Public Power Corp SA, the biggest electricity producer, is on the verge of default, Standard & Poor’s analysts Nicolas Rivier and Vittoria Ferraris said in a June 7 report.
PPC, as the Athens-based company is known, has seen cash flow drop as unemployment and falling wages leave many Greeks unable to pay power bills. A lack of cash to pay operating expenses may force the closure of some power stations.
PPC spokesman Kimon Steriotis said there was no immediate danger of power cuts because coal-fired stations were well- supplied and reservoirs at hydroelectric plants full. Power plants on islands not connected to the national grid also had ample fuel, ensuring power supplies during the tourist season, he said in an e-mail. He didn’t comment on the prospect of the company defaulting.
“PPC has almost fully depleted its liquidity, owing to sharply falling earnings, climbing overdue receivables, and the absence of new credit facilities,” S&P said in the report, cutting the company’s rating to the lowest level above default. “PPC will likely default on its obligations in the near term.”
With practically no gas or oil deposits of its own, Greece depends heavily on imports to keep power production and the transportation sector going. Oil represented about 55 percent of the country’s total primary energy supply while natural gas accounted for 11 percent in 2008, according to the International Energy Agency.
The prospect of sporadic power shortages come as officials grapple with a mounting social crisis. Unemployment is at 22 percent, the country faces shortages of imported food and drugs, and Bank of America Corp. says the country may run out of cash by early July.
The Greek electricity market operator has applied to the Greek Deposits and Loans Fund for a 300 million-euro loan to pay off its debt to PPC and other energy companies, which in turn owe 300 million euros to Greece’s gas company Depa, its spokesman said. Depa, which buys gas from Gazprom, Botas and Eni, has threatened to cut supply if it isn’t paid promptly.
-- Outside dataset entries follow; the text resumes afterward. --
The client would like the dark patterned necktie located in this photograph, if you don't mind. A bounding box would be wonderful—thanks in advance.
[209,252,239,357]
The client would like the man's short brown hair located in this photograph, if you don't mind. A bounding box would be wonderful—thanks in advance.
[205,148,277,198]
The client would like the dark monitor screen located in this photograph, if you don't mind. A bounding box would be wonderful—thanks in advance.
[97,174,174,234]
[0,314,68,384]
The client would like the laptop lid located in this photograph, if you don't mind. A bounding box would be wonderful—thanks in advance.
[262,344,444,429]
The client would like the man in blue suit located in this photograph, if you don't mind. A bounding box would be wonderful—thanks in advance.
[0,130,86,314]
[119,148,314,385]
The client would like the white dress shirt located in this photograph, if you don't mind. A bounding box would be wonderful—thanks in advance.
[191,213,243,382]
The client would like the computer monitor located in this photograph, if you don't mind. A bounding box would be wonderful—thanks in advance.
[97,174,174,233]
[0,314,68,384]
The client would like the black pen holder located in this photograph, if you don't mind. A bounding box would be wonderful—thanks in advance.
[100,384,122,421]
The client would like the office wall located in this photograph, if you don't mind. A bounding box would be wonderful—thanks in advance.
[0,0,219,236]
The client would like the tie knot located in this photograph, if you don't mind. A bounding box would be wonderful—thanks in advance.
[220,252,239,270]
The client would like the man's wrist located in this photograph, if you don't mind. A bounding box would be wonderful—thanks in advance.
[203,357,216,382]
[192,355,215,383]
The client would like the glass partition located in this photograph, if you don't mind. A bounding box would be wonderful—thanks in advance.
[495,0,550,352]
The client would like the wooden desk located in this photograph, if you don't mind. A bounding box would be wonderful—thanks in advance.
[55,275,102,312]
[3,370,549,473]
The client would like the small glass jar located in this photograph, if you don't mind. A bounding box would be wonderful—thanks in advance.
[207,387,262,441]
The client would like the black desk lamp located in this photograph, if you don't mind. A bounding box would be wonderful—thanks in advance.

Although gas provides only 22 percent of Greece’s power supply — the majority comes from domestically mined coal — disruption to imports could force limited blackouts, said Paris Mantzavras, an energy analyst at HSBC Holdings Plc in Athens.
“If gas supplies are completely cut off, then yes, there is a danger of blackouts,” he said in an interview. “Not major ones, but probably some rolling blackouts. It would be critical for the industry and manufacturing sector, and for tourism too. I would expect the government to do its best to avoid a complete cutoff.”
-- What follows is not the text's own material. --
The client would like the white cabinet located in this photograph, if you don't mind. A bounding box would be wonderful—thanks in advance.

Tourism is Greece’s biggest industry, accounting for almost 16 percent of the economy in 2001, according to the London-based World Travel and Tourism Council.
Supplies of crude oil are also in question. Greece had been importing the majority of its oil from Iran, which stopped shipments at the end of March because of Greece’s failure to pay up. The country has since been forced to seek other suppliers from the Middle East, central Asia and Libya under less favorable conditions, analysts say.
“They have to rely on a couple of traders able or willing to handle the risk,” Petromatrix’s Jakob said. “But that comes at a price, of course.”
Greece agreed to reforms in the energy sector, including opening up the electricity market faster, as part of pledges to receive a 110 billion-euro bailout in May 2010 and a second aid package of 130 billion euros this year. Plans to sell energy plants and cut the state’s holding in PPC have been put on hold until after the election.
“Greece’s energy sector could collapse,” S&P said. “Repeated blackouts likely to ensue might discourage users from paying their electricity bills.”